Schrijf, schreef, geschreven.

13 04 2008

Ruth Lasters raakt me. Door haar eenvoud, zelfrelativering en niet zo zuiver algemeen Nederlands. Ze leest een liefdesbrief voor en ik voel mijn buik roeren. Zo mooi. Zo mooi. Krop in keel, tranen in het achterhoofd, ontroering op mijn lippen. Ik moet het kwijt.

“Dank je wel, het heeft me geraakt, ’t was tof”

Ze bedankt me spontaan, oprecht. Geen blabla, geen literatuur met een grote L.

– Schrijf jij ook?

Ik lach, maak een wegwerpgebaar.

– O, neen! Ik blog alleen maar.

Dan valt mijn euro. Ik schrijf toch? Dit is toch schrijven?

Uren spendeer ik aan dit blogje. Ik schrap, wik en weeg. Delete, trial and error. Het houdt me bezig, het is een passie, ik kan er uren over praten en over denken. Ik ben verslaafd. Verslaafd aan bloggen. Of dat nu hetzelfde is als verslaafd aan schrijven, dat weet ik niet. Maar het komt uit mijn buik. Ik adem het.

Ik schrijf.

En dat durf ik nog steeds niet luidop zeggen.





13 04 2008

Ik ben niet voor het nieuws. Struisvogelpolitiek is de mijne.

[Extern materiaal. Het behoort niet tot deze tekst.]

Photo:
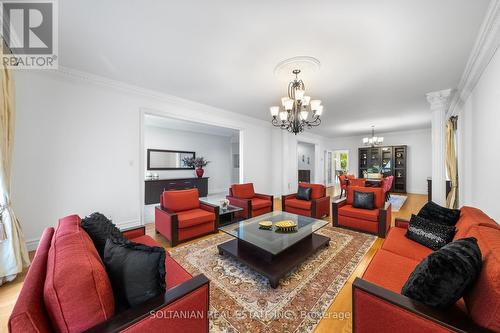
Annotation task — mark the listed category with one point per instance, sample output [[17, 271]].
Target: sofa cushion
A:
[[439, 214], [442, 278], [428, 233], [181, 200], [258, 203], [483, 300], [389, 270], [379, 200], [137, 271], [100, 228], [317, 190], [194, 217], [300, 204], [365, 214], [397, 243], [363, 200], [243, 191], [469, 217], [77, 290]]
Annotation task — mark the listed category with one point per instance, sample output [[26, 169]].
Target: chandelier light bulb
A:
[[274, 110], [315, 103]]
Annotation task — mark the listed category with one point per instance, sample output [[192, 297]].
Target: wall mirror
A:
[[168, 159]]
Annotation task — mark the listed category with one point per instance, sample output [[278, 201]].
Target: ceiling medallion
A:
[[298, 110]]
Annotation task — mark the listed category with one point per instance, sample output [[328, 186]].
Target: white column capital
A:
[[439, 100]]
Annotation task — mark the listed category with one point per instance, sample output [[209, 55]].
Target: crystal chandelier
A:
[[374, 140], [298, 110]]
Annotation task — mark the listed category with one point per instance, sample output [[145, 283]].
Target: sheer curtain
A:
[[13, 252], [451, 162]]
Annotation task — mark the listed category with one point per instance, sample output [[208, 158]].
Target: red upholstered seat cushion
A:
[[396, 242], [178, 201], [317, 190], [483, 300], [258, 203], [243, 191], [300, 204], [379, 197], [194, 217], [365, 214], [389, 270], [77, 290]]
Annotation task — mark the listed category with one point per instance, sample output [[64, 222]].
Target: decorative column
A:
[[439, 102]]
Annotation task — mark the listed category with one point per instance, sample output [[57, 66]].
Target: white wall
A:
[[77, 146], [419, 154], [214, 148], [479, 128], [306, 150]]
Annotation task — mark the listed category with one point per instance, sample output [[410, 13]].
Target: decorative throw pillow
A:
[[304, 193], [363, 200], [438, 214], [100, 228], [428, 233], [136, 271], [442, 278]]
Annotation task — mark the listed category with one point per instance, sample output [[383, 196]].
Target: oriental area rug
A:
[[242, 300]]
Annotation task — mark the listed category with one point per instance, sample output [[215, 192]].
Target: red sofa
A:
[[253, 204], [181, 216], [318, 207], [378, 305], [376, 221], [67, 289]]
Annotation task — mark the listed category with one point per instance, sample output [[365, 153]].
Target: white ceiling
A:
[[378, 58], [188, 126]]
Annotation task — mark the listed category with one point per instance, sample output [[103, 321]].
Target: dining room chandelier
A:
[[297, 110], [374, 140]]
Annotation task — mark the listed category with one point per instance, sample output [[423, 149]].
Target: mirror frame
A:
[[168, 151]]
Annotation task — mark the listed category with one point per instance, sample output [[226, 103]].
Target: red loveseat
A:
[[318, 207], [376, 221], [67, 289], [181, 216], [378, 305], [253, 204]]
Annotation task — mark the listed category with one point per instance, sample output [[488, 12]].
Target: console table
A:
[[155, 187]]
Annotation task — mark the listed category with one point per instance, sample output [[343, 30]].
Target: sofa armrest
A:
[[401, 223], [336, 204], [384, 219], [376, 309], [146, 317], [133, 232]]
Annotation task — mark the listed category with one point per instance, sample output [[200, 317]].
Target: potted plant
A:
[[198, 163]]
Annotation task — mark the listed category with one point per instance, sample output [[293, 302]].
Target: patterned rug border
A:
[[322, 304]]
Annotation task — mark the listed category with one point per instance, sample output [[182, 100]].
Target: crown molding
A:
[[151, 94], [484, 49]]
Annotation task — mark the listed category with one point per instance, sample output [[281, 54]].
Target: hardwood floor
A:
[[338, 316]]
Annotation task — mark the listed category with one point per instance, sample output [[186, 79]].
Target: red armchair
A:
[[67, 289], [317, 207], [253, 204], [376, 221], [181, 216]]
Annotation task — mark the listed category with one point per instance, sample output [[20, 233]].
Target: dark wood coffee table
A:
[[269, 252]]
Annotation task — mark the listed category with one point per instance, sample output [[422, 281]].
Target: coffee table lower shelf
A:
[[274, 267]]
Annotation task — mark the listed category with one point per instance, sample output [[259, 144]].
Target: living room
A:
[[341, 151]]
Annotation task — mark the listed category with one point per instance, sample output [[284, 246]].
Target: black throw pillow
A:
[[363, 200], [438, 214], [304, 193], [443, 277], [136, 272], [428, 233], [100, 228]]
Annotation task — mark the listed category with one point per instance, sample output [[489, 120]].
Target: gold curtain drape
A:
[[451, 163], [13, 252]]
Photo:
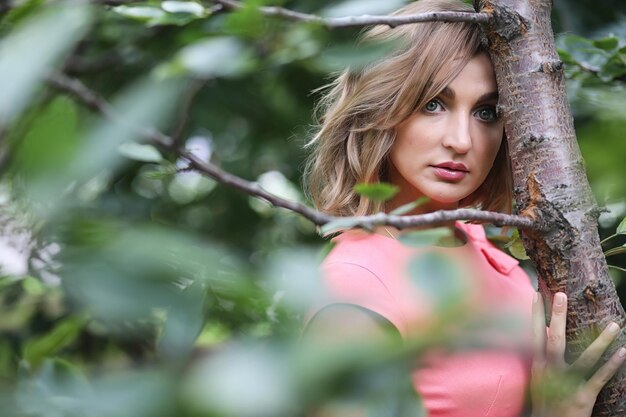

Met een man die verslaafd is aan het journaal, leidt dat af en toe tot wie-wat-wanneer-waarom-gesprekken. Meestal kan ik niet volgen. Hij heeft het ook opgegeven om me op de hoogte te houden. Wij praten zelden over politiek en actualiteit.

Zoals toen we pas geleden ergens in een stampend café (de muziek bedoel ik dan) met vrienden in een politiek getint gesprek terechtkwamen. Dan kan ik probleemloos een half uur zwijgen. Mijn bijdrage is nihil. Over verkiezingen kan ik witheet van blinde woede worden. Ik ben daar te simpel, te zwart/wit voor.

Ik snap dat niet. De ellende, het verdriet, de pijn die elke avond mijn huiskamer binnensijpelt. Ik word daar misselijk van. Al dagen zit ik met dit nieuwsbericht in mijn hoofd. De ongelooflijke angst, de immense dankbaarheid van die man, de manier waarop hij zijn handen voor zijn gezicht vouwt, de intonatie van zijn stem, hoe hij bijna breekt… de tranen springen in mijn ogen wanneer ik het zie. Getraumatiseerd voor altijd en eeuwig is hij. Kapot hebben ze hem gemaakt. Hoe kan dat toch? Hoe kan dat toch?

En als ik dan naar de rest van dat journaal kijk, bekruipt me een zeer onaangenaam gevoel. Angst? Woede? Onbegrip? Mmmm, vanalles wat. Ik word er vooral heel droevig van. Ik kan dat niet plaatsen.

Ik verval in clichés.
In wat voor ne wereld leven wij na?

Wat doen de mensen elkaar toch aan?

Welke toekomst heeft mijn kind?

Enzovoort, enzovoort.

Ik steek terug mijn kop in het zand. Leef mijn eigen leven en dat van mijn geliefden. Ik zie wel wat er op me afkomt. Dom? Misschien … maar voor mijn hart en ziel eens zo rustig.